Sebelumnya, DKPP memberhentikan Evi secara tidak hormat sebagai sebagai anggota KPU RI pada Meret 2020 lalu lewat surat bernomor 317-PKE-DPP/X/2019. Evi terbukti melanggar kode etik dan pedoman perilaku penyelenggara pemilu terkait kasus perolehan suara calon legislatif (caleg) Partai Gerindra daerah pemilihan (Dapil) Kalimantan Barat 6. Namun, Pengadilan Tata Usaha Negara (PTUN) memulihkan status Evi sebagai penyelenggara pemilu periode 2017-2022. Putusan ini diperkuat dengan penerbitan Keppres Nomor 83/P tahun 2020 tentang pembatalan pemecatan pada 11 Agustus 2020.

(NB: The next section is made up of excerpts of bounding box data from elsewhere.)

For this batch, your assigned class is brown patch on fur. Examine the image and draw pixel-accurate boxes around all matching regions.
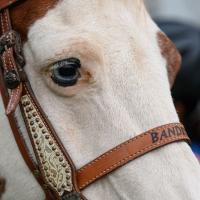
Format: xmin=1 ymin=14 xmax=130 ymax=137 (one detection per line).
xmin=157 ymin=32 xmax=181 ymax=87
xmin=10 ymin=0 xmax=58 ymax=41
xmin=0 ymin=177 xmax=6 ymax=199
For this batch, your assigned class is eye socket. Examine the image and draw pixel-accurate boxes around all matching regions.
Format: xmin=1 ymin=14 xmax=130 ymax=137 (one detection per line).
xmin=51 ymin=58 xmax=81 ymax=87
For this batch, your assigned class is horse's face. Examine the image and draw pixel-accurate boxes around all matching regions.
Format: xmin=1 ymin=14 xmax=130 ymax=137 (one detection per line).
xmin=11 ymin=0 xmax=181 ymax=165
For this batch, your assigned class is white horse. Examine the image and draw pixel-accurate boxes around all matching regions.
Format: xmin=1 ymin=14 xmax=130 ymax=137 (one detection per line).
xmin=0 ymin=0 xmax=200 ymax=200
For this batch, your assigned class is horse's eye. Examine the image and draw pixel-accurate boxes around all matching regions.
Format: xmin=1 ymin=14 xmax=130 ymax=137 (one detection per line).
xmin=51 ymin=58 xmax=81 ymax=87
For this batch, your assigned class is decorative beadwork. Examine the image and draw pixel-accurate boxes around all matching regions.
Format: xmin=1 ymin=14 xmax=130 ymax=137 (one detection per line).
xmin=21 ymin=95 xmax=73 ymax=196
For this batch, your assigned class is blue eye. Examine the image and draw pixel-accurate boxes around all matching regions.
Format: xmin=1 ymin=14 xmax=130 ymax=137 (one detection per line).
xmin=51 ymin=58 xmax=81 ymax=87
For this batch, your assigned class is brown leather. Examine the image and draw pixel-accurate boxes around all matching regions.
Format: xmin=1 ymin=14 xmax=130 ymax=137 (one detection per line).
xmin=0 ymin=9 xmax=22 ymax=115
xmin=21 ymin=81 xmax=86 ymax=200
xmin=77 ymin=123 xmax=190 ymax=189
xmin=0 ymin=0 xmax=19 ymax=10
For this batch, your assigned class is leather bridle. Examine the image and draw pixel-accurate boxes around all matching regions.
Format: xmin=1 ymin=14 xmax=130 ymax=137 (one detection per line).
xmin=0 ymin=0 xmax=190 ymax=200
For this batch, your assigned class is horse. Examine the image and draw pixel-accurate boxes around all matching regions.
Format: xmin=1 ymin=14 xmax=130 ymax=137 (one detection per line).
xmin=0 ymin=0 xmax=200 ymax=200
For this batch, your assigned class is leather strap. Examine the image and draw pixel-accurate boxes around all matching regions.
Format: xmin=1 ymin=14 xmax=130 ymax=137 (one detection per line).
xmin=0 ymin=0 xmax=19 ymax=10
xmin=77 ymin=123 xmax=190 ymax=190
xmin=0 ymin=9 xmax=22 ymax=115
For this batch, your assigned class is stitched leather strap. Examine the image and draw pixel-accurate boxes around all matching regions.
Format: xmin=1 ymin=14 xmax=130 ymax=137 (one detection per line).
xmin=0 ymin=0 xmax=19 ymax=10
xmin=77 ymin=123 xmax=190 ymax=189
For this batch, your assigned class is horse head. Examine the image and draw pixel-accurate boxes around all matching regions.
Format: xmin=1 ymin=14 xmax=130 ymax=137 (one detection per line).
xmin=0 ymin=0 xmax=200 ymax=200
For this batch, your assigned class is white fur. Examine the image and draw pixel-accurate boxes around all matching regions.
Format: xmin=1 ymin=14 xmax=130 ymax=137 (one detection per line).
xmin=0 ymin=0 xmax=200 ymax=200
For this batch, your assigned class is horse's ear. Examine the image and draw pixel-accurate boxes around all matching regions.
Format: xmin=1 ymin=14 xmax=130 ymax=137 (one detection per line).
xmin=157 ymin=32 xmax=181 ymax=88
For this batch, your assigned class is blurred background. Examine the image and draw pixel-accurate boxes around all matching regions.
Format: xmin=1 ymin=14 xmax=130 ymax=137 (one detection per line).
xmin=145 ymin=0 xmax=200 ymax=159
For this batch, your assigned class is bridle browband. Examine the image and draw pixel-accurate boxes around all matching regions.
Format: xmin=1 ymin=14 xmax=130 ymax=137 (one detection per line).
xmin=0 ymin=0 xmax=190 ymax=200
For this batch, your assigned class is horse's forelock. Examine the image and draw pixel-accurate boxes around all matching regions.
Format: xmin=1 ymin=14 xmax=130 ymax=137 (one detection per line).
xmin=10 ymin=0 xmax=58 ymax=41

Meski begitu, DKPP berkeras bahwa putusan mereka tak bisa diubah. DKPP merujuk Pasal 458 ayat (13) UU Pemilu Nomor 7 Tahun 2017  yang menerangkan putusan DKPP bersifat final dan mengikat, sehingga Evi dianggap bukan lagi penyelenggara pemilu. Menurut Muhammad, Keppres pembatalan pemecatan Evi merupakan ranah administrasi, sementara keputusan DKPP tergolong etik. “PTUN/MA hanya mengoreksi keputusan tata usaha negara, bukan putusan peradilan etik yang ditetapkan oleh DKPP,” kata Muhammad lewat pesan singkat, Selasa, 29 Juni 2021.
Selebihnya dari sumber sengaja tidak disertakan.